Bioinformatics analyses of hsa-miR-607 and hsa-miR-641 interaction with TGFβ-RI, TGF β-RII, SMAD2, SMAD3, SAMD4 transcripts supports its regulatory effects on the TGFβ/SMAD signaling pathway

Introduction The transforming growth factor beta (TGF-β) signaling pathway plays crucial role in inflammation, immune system escape, angiogenesis and invasion /metastasis of cancer cells. The Smads are a family of intracellular mediators, has provided new Pattern for understanding mechanisms of TGF-β signaling by tumor cells. MicroRNAs (miRNAs) are short non-coding RNA molecules involved in cell proliferation, differentiation, angiogenesis, apoptosis and tumorigenesis through targeting mRNAs. Also these molecules have been linked to cancer development, and they have been recently studied as new potential biomarkers to prognosis of tumor. In this study, we aim to find miRNAs which are targeting TGF-β/SMAD signaling crucial genes. Method To find target genes, main players of TGF-β/SMAD pathway and related miRNAs, were selected based on literature and screening among total published human miRNAs. Target prediction of miRNAs was conducted by using the online tools, TargetScan, RNA-hybrid, MiRmap and DIANA-micro-T, thus hsa-miR-607 and hsa-miR-641 were selected.

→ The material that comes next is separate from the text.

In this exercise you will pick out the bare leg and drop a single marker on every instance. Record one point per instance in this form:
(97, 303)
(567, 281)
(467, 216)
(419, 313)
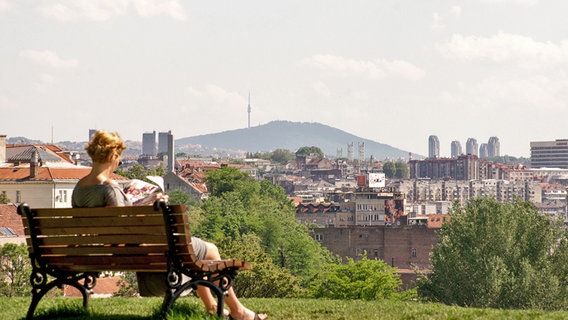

Also, targeting sites of this miRNAs are evolutionary conserved on 3 -UTR of their target genes. UCSC blat tool (http://genome.ucsc.edu/) analyzed the conservation status of these MREs among animals and the predicted sequences were conserved in human, chimp, rhesus, rabbit, cow, elephant and opossum. In the next step, target genes were functionally classified and categorized in their corresponding signaling pathways by using DAVID web-site. Results We selected two miRNAs, hsa-miR-607 and hsa-miR-641 based on included criteria of abovementioned software. This miRNAs as a candidate regulators of TGFβ/SMAD signaling, because they have highest score of targeting on crucial genes. Besides, targeting sites of these two miRNAs are evolutionary conserved on 3 -UTR of their target genes. 608 / 864 Conclusions The role of the TGFβ pathway as a tumor-promoter or suppressor at the cancer cell level due to its differential effects at the early and late stages of carcinogenesis, it is still a matter of debate. Then, targeting the TGFβ pathway in cancer may be considered as a microenvironmenttargeted strategy. Numerous evidence have emphasized the essential roles of miRNAs in TGFβ/SMAD signaling pathway. Most members of the TGFβ/SMAD pathway are known to be targeted by one or more miRNA. Our bioinformatics results identified a potentially regulate of hsa-miR-607 and hsa-miR-641 in TGFβ/SMAD signaling pathway.